How to fastest count the number of set bits in php? - php

I just want to find some fastest set bits count function in the php.
For example, 0010101 => 3, 00011110 => 4
I saw there is good Algorithm that can be implemented in c++.
How to count the number of set bits in a 32-bit integer?
Is there any php built-in function or fastest user-defined function?

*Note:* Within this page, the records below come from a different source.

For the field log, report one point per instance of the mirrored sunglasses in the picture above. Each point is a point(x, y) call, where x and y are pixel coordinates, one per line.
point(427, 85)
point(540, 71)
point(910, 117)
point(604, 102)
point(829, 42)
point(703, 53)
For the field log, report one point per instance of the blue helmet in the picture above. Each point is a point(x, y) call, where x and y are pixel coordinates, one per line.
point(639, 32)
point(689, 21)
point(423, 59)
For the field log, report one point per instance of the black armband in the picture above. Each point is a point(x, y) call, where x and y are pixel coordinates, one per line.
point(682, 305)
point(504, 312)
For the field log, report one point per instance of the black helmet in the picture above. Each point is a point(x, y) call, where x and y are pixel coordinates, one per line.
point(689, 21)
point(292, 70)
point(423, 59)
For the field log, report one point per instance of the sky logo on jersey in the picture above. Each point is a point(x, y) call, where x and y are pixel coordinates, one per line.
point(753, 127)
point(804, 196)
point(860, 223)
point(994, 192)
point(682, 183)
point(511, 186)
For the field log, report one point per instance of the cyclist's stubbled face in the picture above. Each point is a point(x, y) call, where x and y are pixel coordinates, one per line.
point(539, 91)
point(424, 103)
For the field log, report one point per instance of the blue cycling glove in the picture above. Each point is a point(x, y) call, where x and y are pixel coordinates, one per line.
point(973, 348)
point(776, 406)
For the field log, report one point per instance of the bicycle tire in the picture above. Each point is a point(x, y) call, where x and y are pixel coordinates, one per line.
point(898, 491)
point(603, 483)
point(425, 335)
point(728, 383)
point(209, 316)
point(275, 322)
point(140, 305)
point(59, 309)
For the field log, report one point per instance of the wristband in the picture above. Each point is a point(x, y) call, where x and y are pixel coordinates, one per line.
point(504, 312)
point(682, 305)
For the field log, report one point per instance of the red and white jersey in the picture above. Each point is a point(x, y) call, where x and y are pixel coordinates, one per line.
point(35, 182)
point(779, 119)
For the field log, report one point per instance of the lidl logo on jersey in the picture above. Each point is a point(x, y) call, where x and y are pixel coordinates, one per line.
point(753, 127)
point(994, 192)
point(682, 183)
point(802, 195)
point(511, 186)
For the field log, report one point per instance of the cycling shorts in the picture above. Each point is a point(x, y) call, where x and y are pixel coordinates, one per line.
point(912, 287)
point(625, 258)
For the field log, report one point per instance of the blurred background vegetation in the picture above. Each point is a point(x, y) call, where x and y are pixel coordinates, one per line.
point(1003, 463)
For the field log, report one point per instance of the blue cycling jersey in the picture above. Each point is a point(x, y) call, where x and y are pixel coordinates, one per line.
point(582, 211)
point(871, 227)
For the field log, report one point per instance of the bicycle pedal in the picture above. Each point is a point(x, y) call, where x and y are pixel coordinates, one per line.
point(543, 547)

You can try to apply a mask with a binary AND, and use shift to test bit one by one, using a loop that will iterate 32 times.
function getBitCount($value) {
$count = 0;
while($value)
{
$count += ($value & 1);
$value = $value >> 1;
}
return $count;
}
You can also easily put your function into PHP style
function NumberOfSetBits($v)
{
$c = $v - (($v >> 1) & 0x55555555);
$c = (($c >> 2) & 0x33333333) + ($c & 0x33333333);
$c = (($c >> 4) + $c) & 0x0F0F0F0F;
$c = (($c >> 8) + $c) & 0x00FF00FF;
$c = (($c >> 16) + $c) & 0x0000FFFF;
return $c;
}

I could figure out a few ways to but not sure which one would be the fastest :
use substr_count()
replace all none '1' characters by '' and then use strlen()
use preg_match_all()
PS : if you start with a integer these examples would involve using decbin() first.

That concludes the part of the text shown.